Um datilógrafo na era do teclado virtual

Este escriba que vos fala começou nas artes da escrita mecanizada em uma época que para ser presidente da república era preciso ingressar na academia militar. Fiz curso de datilografia no colégio de freiras do meu bairro onde aprendi a digitar com os dez dedos sem olhar para o teclado. A máquina de escrever Remington que usei no curso era coberta por uma tampa de madeira para impedir a visão das teclas. Eu colocava as mãos por baixo da tampa e começava a longa sequência de exercícios: asdfg hjklçasdfghjklç. Esclareço às novas gerações que máquina de escrever é um tipo de impressora que imprime enquanto digitamos.

Anos mais tarde, já com a cara pintada pelo impeachment de um certo presidente, comprei um computador 386 DX equipado com impressora matricial Epson. Fiquei maravilhado com as possibilidades do processador de texto e continuei digitando com os dez dedos no teclado do computador que era parecido com o da máquina de escrever. Parecido, mas diferente. Tive que adaptar meu cérebro às pequenas mudanças. Foi nessa época que fiquei sabendo da existência de incontáveis layouts de teclado e que era preciso dominar a arte da configuração desse periférico essencial.

Avançando mais no tempo, na época do presidente operário, novos teclados foram surgindo aos montes e aí a minha relação com as teclas começou a azedar. Como seria possível digitar mensagens de texto no celular usando apenas o polegar sobre um teclado minúsculo de dez teclas? Logo depois, chegaram os teclados virtuais dos smarthpones e tablets e atônito eu me enchi de dúvidas: onde fica o CTRL C + CTRL V dessa encrenca? Cadê o cê cedilha? Dá para colocar a bolinha de 1º?

Nos tablets de 10″ é dificil encaixar os dez dedos, em smartphones, nem pensar. Tudo bem que existem por aí campeões de digitação com os polegares e que alguns dedógrafos catadores de milho digitam rápido usando apenas os indicadores. Será que vou ter que reeducar meu cérebro e dedos para os novos dispositivos? Como fica o meu investimento no curso de datilografia? Não desanime, velho escriba, você já se desfez de outras habilidades obsoletas. Você sabia regular um carburador, lembra? O problema não é incorporar uma nova habilidade, mas ter que investir na sua aquisição para descartá-la logo adiante, substituindo-a por várias outras. Bem, vamos focar nas teclas. Vejam a seguir alguns prós e contras de cada dispositivo de digitação.

Teclado físico ABNT 2

Vantagens

  • Espaçamento confortável para digitação com 10 dedos.
  • Referências táteis para posicionar os dedos e sentir a digitação.
  • Mais de 100 teclas.

Desvantagens

  • Não dá para trocar de idioma (sistema de escrita).
  • Tem muitas peças móveis.
  • Acumula sujeira.
  • Precisa conectar com fio ou, então, requer bateria.

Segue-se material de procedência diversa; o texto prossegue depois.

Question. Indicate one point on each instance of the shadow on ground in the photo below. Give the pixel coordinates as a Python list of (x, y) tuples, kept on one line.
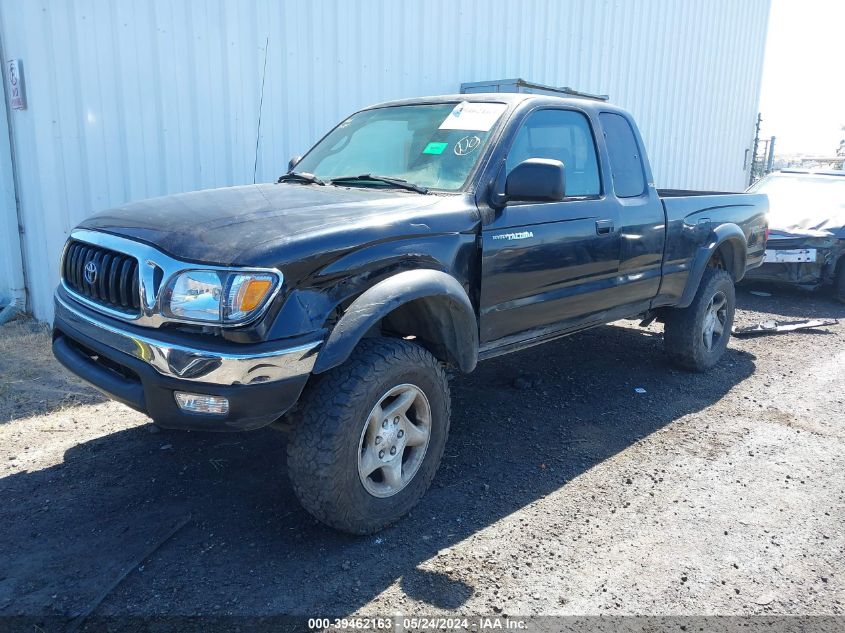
[(523, 426), (31, 381)]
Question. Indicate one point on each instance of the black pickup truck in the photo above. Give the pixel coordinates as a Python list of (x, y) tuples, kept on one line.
[(416, 236)]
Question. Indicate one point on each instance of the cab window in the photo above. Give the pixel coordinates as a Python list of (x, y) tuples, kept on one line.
[(562, 135), (625, 162)]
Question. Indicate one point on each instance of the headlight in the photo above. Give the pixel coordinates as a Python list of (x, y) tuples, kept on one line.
[(213, 296)]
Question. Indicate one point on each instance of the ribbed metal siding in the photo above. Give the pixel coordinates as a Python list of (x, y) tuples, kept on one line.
[(135, 99)]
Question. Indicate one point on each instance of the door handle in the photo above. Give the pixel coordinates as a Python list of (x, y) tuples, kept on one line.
[(604, 227)]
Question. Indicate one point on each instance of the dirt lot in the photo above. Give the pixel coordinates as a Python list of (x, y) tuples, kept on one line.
[(563, 491)]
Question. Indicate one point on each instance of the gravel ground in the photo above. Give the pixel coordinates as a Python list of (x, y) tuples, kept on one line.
[(562, 491)]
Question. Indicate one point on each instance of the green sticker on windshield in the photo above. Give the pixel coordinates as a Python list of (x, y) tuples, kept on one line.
[(435, 148)]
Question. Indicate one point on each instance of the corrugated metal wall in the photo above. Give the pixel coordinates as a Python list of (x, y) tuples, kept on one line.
[(132, 99)]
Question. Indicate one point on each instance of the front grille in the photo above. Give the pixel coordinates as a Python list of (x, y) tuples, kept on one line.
[(115, 276)]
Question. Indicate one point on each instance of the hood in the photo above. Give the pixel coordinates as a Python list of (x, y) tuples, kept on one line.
[(253, 225)]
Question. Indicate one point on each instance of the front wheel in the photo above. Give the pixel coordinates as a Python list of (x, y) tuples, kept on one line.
[(370, 436), (696, 337)]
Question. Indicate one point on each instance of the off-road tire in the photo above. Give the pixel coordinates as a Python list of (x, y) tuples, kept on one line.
[(324, 443), (683, 334)]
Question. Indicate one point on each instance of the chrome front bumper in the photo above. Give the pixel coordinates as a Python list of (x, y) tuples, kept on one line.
[(188, 363)]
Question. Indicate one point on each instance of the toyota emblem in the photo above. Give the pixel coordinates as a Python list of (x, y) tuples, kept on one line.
[(91, 272)]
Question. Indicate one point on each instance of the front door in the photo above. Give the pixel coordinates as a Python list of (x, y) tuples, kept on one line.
[(550, 266)]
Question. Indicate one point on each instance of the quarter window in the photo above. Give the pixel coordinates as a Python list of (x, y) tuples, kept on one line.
[(626, 164), (562, 135)]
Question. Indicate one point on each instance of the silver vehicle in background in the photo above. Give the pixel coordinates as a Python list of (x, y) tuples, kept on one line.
[(807, 229)]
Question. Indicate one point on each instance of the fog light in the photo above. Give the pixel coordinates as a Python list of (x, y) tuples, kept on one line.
[(202, 403)]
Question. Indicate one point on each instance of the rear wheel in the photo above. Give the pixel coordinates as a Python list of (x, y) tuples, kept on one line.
[(696, 337), (370, 436)]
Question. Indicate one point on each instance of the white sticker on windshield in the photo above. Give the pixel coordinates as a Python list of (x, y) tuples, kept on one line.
[(478, 117)]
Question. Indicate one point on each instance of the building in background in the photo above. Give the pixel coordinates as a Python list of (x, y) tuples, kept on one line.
[(128, 100)]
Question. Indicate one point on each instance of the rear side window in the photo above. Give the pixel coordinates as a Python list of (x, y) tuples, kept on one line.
[(625, 161), (562, 135)]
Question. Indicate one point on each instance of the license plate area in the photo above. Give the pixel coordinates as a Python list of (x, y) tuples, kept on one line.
[(790, 255)]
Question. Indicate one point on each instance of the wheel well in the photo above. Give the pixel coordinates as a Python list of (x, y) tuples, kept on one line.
[(430, 322), (728, 256)]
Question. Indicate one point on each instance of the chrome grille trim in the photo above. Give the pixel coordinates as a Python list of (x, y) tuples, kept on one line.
[(155, 269)]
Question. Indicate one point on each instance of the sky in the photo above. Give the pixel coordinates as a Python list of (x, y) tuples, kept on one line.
[(802, 98)]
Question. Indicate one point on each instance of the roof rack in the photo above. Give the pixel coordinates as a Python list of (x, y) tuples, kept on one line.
[(521, 85)]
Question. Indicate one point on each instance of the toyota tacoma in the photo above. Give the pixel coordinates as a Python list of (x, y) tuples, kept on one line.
[(416, 237)]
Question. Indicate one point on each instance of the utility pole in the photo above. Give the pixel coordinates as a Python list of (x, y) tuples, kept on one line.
[(754, 151)]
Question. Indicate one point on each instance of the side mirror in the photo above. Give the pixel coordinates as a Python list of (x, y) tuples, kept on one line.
[(293, 162), (536, 180)]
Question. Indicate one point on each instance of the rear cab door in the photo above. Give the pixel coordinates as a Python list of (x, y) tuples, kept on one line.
[(552, 267), (547, 266)]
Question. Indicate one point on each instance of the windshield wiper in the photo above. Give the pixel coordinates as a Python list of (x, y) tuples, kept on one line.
[(301, 176), (396, 182)]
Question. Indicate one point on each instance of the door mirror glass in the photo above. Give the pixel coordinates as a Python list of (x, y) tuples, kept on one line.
[(536, 180)]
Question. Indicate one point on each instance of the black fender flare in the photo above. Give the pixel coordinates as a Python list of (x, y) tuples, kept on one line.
[(451, 309), (722, 234)]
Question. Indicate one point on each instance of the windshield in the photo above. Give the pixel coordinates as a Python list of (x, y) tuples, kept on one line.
[(433, 146)]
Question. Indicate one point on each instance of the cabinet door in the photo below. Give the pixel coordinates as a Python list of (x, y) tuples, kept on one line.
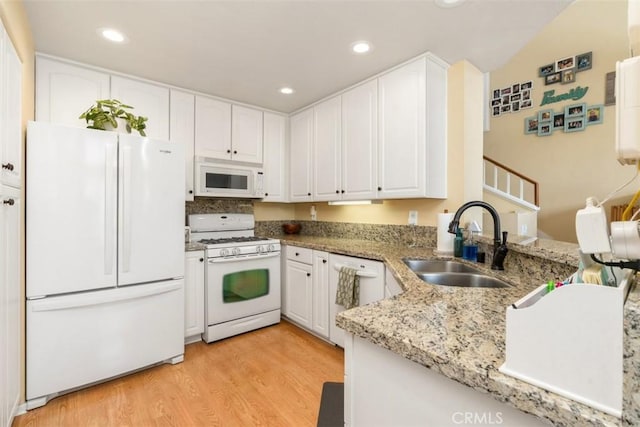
[(275, 158), (301, 176), (327, 180), (401, 106), (299, 293), (321, 293), (181, 119), (213, 128), (359, 142), (148, 100), (10, 301), (194, 294), (246, 134), (65, 91), (11, 124)]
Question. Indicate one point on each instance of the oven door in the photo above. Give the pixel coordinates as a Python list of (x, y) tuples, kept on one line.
[(241, 287)]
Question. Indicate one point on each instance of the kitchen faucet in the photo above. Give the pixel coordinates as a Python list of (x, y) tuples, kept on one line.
[(499, 247)]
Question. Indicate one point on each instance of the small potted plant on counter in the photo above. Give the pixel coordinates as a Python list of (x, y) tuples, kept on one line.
[(105, 115)]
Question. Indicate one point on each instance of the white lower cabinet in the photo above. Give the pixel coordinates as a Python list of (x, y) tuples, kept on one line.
[(193, 295), (10, 326), (382, 388), (306, 289)]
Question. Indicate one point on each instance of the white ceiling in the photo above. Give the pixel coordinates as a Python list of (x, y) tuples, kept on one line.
[(247, 50)]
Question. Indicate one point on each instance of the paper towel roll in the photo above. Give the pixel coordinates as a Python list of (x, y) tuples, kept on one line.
[(445, 239)]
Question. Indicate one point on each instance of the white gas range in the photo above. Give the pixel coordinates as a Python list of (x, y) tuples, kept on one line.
[(242, 275)]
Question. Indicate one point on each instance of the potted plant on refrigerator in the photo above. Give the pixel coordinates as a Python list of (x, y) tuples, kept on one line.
[(105, 115)]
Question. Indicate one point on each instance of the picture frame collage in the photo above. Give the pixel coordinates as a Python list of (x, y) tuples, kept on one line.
[(511, 99), (573, 118), (564, 70)]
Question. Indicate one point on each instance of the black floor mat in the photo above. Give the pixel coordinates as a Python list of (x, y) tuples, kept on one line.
[(331, 412)]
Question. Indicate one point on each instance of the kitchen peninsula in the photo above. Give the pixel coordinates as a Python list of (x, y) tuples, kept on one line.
[(460, 332)]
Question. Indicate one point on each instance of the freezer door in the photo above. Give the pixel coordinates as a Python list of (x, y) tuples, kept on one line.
[(71, 209), (75, 340), (151, 210)]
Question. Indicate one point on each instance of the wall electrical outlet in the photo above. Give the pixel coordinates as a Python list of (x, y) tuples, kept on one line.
[(413, 217)]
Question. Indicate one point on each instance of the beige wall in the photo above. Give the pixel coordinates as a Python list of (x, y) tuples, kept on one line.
[(464, 149), (568, 166), (14, 19)]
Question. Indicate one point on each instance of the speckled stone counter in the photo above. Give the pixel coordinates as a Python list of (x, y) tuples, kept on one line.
[(460, 332)]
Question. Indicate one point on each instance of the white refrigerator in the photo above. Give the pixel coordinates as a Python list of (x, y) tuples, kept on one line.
[(104, 256)]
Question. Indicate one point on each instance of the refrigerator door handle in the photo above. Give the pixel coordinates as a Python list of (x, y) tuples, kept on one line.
[(111, 167), (126, 207), (104, 297)]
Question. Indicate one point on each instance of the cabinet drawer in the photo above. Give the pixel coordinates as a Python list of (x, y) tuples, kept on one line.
[(300, 254)]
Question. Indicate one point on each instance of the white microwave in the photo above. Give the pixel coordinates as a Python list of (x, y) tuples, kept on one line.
[(222, 180)]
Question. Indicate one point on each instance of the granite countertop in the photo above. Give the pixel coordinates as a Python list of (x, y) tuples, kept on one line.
[(459, 332)]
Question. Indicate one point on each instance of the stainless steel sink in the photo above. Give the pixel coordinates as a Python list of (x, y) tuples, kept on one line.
[(466, 280), (438, 266), (452, 273)]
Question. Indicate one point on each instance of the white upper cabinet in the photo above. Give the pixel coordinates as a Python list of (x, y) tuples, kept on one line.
[(327, 178), (246, 134), (228, 132), (65, 91), (300, 160), (11, 115), (359, 142), (181, 131), (213, 128), (412, 121), (275, 158), (147, 100)]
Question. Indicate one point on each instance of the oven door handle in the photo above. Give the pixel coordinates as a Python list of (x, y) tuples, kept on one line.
[(248, 258)]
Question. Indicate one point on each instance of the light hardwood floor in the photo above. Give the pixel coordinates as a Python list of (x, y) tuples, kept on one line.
[(269, 377)]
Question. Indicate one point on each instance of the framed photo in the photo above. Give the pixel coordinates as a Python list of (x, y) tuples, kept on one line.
[(568, 76), (565, 63), (574, 124), (531, 125), (545, 129), (558, 121), (545, 115), (545, 70), (552, 78), (574, 110), (594, 114), (584, 61)]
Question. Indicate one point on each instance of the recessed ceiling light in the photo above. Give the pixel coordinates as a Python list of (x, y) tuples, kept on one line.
[(360, 47), (112, 35), (449, 3)]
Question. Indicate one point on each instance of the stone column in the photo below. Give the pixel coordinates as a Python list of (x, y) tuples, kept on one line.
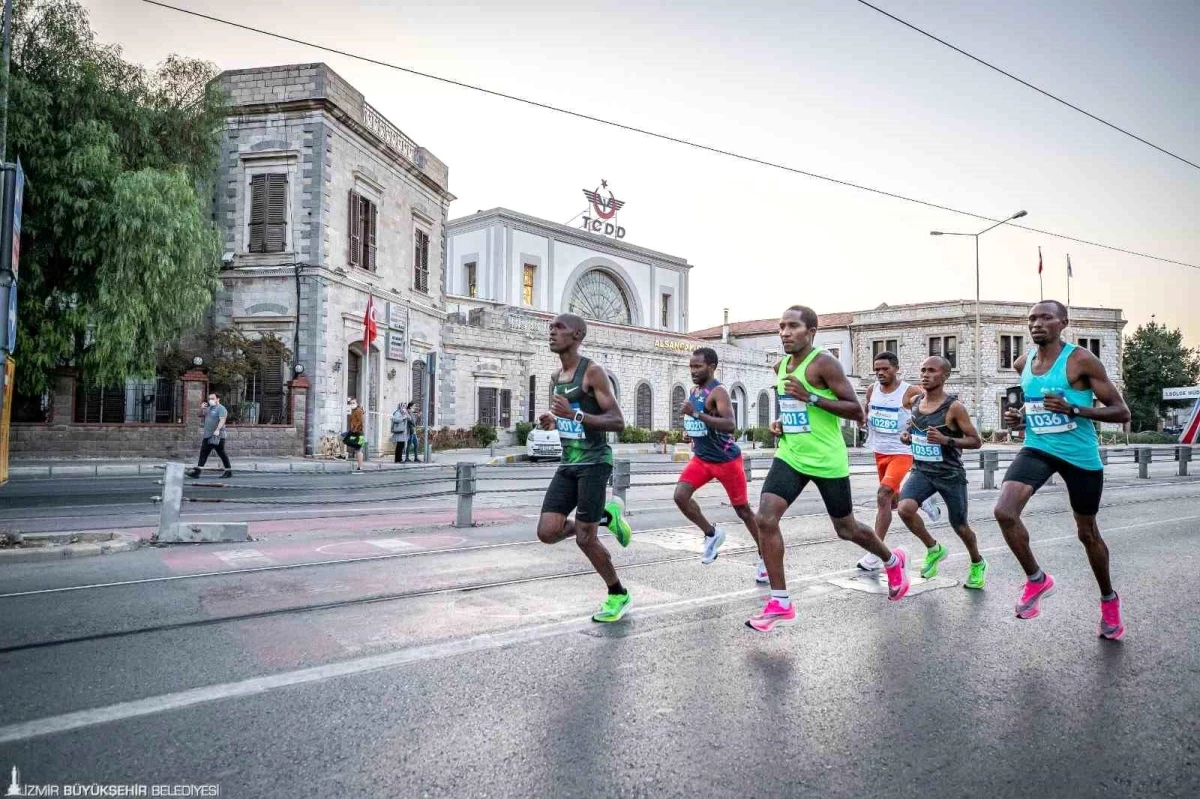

Teclado virtual para tablets

Vantagens

  • Dá para trocar de idioma (sistema de escrita) facilmente.
  • Sem peças móveis.
  • Não acumula sujeira.
  • Permite personalização de layout.

Desvantagens

  • Ausência de referências táteis.
  • Layout apertado em telas pequenas.
  • Ocupa área de tela.
  • Poucas teclas por conta do espaço reduzido.

Seria uma rabugice eu dizer que o teclado físico é melhor. Ele é apenas diferente do virtual e dá para fazer em um, tudo o que se faz no outro. Creio que soluções intermediárias como os tablets com teclado físico não vão prosperar. O mais provável é que o teclado virtual se imponha nos dispositivos móveis e os teclados físicos fiquem restritos a alguns contextos específicos de uso. Quem sabe no futuro os teclados holográficos se popularizem ou os comandos de voz nos façam esquecer definitivamente dos teclados. Em outras palavras: teremos que nos adaptar aos novos dispositivos continuamente. Mesmo entre os jovens será comum ouvir queixas sobre fadiga de novidade, afinal, a primeira vez é mágica, a segunda é interessante e da terceira em diante, oh, não lá vamos nós de novo.